Internet Explorer issues (only about 3.1%
You must mean IE 7. The numbers are much higher for 8 and 9. In any case, all of the below - most of my documents render fine in IE7 (and thank Bezeebus it's finally going away.)
1. VALIDATE. :-)
2. Everyone is jumping on the HTML5 bandwagon. I'm holding off. Why?
In the 90's we put a great deal of effort and frustration into browser identification and applied all sorts of hacks to get them all to play along. What most found out was that there was a better way; code your way out of situations where you'd need to "trick" browsers into playing along.
So today in emergent HTML5 documents we have stuff like this
<!doctype html>
<!--[if lt IE 7 ]> <html lang="en" class="no-js ie6"> <![endif]-->
<!--[if IE 7 ]> <html lang="en" class="no-js ie7"> <![endif]-->
<!--[if IE 8 ]> <html lang="en" class="no-js ie8"> <![endif]-->
<!--[if (gt IE 9)|!(IE)]><!--> <html lang="en" class="no-js"> <!--<![endif]-->
or this
<!doctype html>
<!--[if IEMobile 7]><html class="no-js iem7 oldie" itemscope itemtype="http://schema.org/Product"><![endif]--> <!--[if lt IE 7]><html class="no-js ie6 oldie" lang="en" itemscope itemtype="http://schema.org/Product"><![endif]--> <!--[if (IE 7)&!(IEMobile)]><html class="no-js ie7 oldie" lang="en" itemscope itemtype="http://schema.org/Product"><![endif]--> <!--[if (IE 8)&!(IEMobile)]><html class="no-js ie8 oldie" lang="en" itemscope itemtype="http://schema.org/Product"><![endif]-->
<!--[if gt IE 8]><!--><html class="no-js" lang="en" itemscope itemtype="http://schema.org/Product"><!--<![endif]-->
<!--[if (gte IE 9)|(gt IEMobile 7)]><!--><html class="no-js" lang="en" itemscope itemtype="http://schema.org/Product"><!--<![endif]-->
And I get a sickening feeling of deja vu, one that reminds me of the Great XHTML Bust. If you're easily swayed by terms like "MUST be cutting edge technology" and "forward thinking" and "take advantage of HTML5 technology," or are worried some competitor will come along and bash your work for being HTML 4 or XHTML, claiming "that's so last century," then be prepared for a lot of extra work, coding, and heavier documents involved in getting HTML 5 to work.

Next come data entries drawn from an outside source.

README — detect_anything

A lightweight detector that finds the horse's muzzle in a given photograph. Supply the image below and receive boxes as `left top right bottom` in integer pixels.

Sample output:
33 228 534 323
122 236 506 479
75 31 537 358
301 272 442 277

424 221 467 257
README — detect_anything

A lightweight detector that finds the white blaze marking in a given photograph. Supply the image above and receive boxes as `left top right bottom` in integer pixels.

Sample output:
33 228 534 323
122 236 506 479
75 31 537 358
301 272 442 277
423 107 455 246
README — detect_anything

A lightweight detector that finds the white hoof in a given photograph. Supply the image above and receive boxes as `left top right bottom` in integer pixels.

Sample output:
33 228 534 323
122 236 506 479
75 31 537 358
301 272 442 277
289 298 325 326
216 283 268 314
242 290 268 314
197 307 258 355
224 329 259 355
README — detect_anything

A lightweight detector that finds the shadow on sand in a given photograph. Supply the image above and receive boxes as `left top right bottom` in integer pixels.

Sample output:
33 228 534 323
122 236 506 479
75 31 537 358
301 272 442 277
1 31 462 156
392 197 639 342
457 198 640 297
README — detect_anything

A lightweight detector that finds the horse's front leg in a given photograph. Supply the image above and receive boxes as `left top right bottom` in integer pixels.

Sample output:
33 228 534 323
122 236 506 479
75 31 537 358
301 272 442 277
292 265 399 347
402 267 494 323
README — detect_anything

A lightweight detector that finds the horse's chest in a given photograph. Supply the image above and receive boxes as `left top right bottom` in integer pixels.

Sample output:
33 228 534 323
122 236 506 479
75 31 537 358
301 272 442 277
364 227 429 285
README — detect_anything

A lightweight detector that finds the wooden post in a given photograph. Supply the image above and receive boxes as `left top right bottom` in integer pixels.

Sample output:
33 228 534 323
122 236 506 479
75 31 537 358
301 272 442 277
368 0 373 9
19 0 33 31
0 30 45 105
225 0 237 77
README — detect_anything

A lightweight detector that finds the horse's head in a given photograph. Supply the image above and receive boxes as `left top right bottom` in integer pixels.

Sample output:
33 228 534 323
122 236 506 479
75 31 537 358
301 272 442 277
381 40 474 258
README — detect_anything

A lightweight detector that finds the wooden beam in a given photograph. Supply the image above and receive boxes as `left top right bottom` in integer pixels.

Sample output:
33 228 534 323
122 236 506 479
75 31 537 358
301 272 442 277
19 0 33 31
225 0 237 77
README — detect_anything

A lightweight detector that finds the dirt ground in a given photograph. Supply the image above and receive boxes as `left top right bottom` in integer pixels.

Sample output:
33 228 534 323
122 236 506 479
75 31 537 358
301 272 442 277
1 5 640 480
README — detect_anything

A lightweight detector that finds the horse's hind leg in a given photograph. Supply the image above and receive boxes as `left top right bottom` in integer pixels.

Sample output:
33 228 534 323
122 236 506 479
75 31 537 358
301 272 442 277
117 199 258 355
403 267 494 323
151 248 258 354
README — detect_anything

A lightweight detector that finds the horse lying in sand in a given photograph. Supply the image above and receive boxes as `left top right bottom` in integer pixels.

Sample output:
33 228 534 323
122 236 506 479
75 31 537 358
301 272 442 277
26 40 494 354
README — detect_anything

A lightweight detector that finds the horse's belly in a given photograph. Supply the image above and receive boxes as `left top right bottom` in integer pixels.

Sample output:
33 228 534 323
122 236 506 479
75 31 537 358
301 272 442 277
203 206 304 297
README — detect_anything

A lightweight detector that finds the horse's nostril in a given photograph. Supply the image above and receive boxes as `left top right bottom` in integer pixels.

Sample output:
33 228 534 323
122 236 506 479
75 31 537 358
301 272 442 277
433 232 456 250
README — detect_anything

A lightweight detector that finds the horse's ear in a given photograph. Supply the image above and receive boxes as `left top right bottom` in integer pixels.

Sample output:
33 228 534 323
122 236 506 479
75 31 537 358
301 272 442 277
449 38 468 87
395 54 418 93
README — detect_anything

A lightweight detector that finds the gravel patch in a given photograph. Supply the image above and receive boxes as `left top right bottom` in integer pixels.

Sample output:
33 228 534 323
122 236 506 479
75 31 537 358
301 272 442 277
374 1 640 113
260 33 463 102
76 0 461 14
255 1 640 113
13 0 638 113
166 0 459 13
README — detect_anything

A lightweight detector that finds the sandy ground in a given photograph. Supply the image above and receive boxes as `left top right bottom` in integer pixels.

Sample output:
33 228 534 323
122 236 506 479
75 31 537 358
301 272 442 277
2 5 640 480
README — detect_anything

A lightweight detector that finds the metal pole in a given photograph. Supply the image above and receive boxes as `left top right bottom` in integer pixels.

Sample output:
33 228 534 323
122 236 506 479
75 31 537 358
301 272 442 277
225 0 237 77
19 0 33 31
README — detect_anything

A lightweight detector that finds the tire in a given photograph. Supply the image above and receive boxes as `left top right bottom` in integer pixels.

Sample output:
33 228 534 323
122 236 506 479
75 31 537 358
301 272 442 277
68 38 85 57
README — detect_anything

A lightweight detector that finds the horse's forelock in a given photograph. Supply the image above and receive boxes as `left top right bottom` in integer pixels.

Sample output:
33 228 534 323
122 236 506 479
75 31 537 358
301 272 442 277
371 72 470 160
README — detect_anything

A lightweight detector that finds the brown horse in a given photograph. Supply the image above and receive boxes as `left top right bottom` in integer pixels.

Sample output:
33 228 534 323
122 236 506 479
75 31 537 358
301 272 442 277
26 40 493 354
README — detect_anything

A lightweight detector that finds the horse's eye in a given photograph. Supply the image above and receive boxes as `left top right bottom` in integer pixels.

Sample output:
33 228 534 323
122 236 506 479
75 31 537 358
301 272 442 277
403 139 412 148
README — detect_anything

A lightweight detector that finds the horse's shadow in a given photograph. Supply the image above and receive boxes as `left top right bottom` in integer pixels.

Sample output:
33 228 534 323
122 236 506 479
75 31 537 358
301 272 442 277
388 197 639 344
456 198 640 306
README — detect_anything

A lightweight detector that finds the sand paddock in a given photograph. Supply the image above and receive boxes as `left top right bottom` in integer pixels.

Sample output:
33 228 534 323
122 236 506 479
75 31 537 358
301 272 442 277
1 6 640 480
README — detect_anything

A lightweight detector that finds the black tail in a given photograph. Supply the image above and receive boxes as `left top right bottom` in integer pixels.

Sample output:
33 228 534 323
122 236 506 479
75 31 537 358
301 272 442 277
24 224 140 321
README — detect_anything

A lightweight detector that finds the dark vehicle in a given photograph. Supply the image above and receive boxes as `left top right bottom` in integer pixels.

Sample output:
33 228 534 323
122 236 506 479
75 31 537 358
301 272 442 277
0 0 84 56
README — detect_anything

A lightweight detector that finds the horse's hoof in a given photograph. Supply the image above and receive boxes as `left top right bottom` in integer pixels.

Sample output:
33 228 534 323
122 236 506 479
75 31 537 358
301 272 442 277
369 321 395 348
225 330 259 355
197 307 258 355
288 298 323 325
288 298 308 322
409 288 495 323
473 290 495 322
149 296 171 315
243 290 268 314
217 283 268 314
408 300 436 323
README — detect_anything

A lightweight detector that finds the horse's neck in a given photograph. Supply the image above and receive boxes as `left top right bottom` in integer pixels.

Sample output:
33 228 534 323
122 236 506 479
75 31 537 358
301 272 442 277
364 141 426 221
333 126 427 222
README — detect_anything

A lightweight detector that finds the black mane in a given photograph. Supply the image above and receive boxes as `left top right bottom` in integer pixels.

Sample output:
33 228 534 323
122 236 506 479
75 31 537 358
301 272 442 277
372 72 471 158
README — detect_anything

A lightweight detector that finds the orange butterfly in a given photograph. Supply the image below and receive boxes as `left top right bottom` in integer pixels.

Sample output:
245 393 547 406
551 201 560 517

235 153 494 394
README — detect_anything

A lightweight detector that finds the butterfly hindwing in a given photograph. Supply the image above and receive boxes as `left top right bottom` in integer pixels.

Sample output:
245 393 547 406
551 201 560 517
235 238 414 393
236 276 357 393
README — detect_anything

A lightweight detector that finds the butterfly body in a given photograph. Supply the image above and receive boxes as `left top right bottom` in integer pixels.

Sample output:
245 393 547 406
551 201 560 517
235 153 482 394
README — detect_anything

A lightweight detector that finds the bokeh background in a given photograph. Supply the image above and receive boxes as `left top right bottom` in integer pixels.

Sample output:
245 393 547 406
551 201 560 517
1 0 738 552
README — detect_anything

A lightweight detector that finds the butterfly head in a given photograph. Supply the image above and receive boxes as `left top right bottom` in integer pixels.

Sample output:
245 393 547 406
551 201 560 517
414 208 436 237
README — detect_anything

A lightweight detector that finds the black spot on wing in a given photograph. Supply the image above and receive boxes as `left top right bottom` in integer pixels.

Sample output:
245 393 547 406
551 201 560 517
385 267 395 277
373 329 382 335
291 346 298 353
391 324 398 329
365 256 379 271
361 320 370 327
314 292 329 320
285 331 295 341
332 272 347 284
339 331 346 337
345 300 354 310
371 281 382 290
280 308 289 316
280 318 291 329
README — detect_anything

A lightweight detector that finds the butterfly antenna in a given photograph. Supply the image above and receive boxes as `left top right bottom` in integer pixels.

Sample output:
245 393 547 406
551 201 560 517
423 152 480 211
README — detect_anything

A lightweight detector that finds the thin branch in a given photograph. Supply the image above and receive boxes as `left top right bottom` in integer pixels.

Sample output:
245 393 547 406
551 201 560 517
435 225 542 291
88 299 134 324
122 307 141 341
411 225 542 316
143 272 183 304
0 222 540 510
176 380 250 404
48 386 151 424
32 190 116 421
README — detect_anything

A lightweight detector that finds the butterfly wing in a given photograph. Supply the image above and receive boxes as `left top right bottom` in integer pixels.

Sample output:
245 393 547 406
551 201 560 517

Take two documents. Do they render differently in HTML4 versus 5? No. An exception is if you NEED to use technologies in HTML 5, such as video without Flash.
If you don't require any specific HTML5 features, and your content is plain HTML, stick with HTML or even XHTML and validate it until the old browsers die out and the web is ready. Your valid (X)HTML documents will be very easy to convert to HTML5.
3. Code your way out of cross browser problems. I just ran across something the other day 'd never seen - a simple form was rendering weird in Chrome, the button was being pushed down an extra em. Even Internet Destroyer was playing along nicely. I found out the "user-agent style sheet" from Chrome was the cause. So I coded another way around it, without using hacks or conditionals. There is always a way if you let yourself see it.
4. Avoid hacks and conditionals. You can't ignore this one with HTML5. But with a validated (X)HTML approach, you can. Hacks and conditionals work, but there always exists the possibility that a future version will break your hacks, now you have to have a hack to fix the hack. It's nonsense. See #3: there is always a way.
That's how I see it, and it's working pretty well.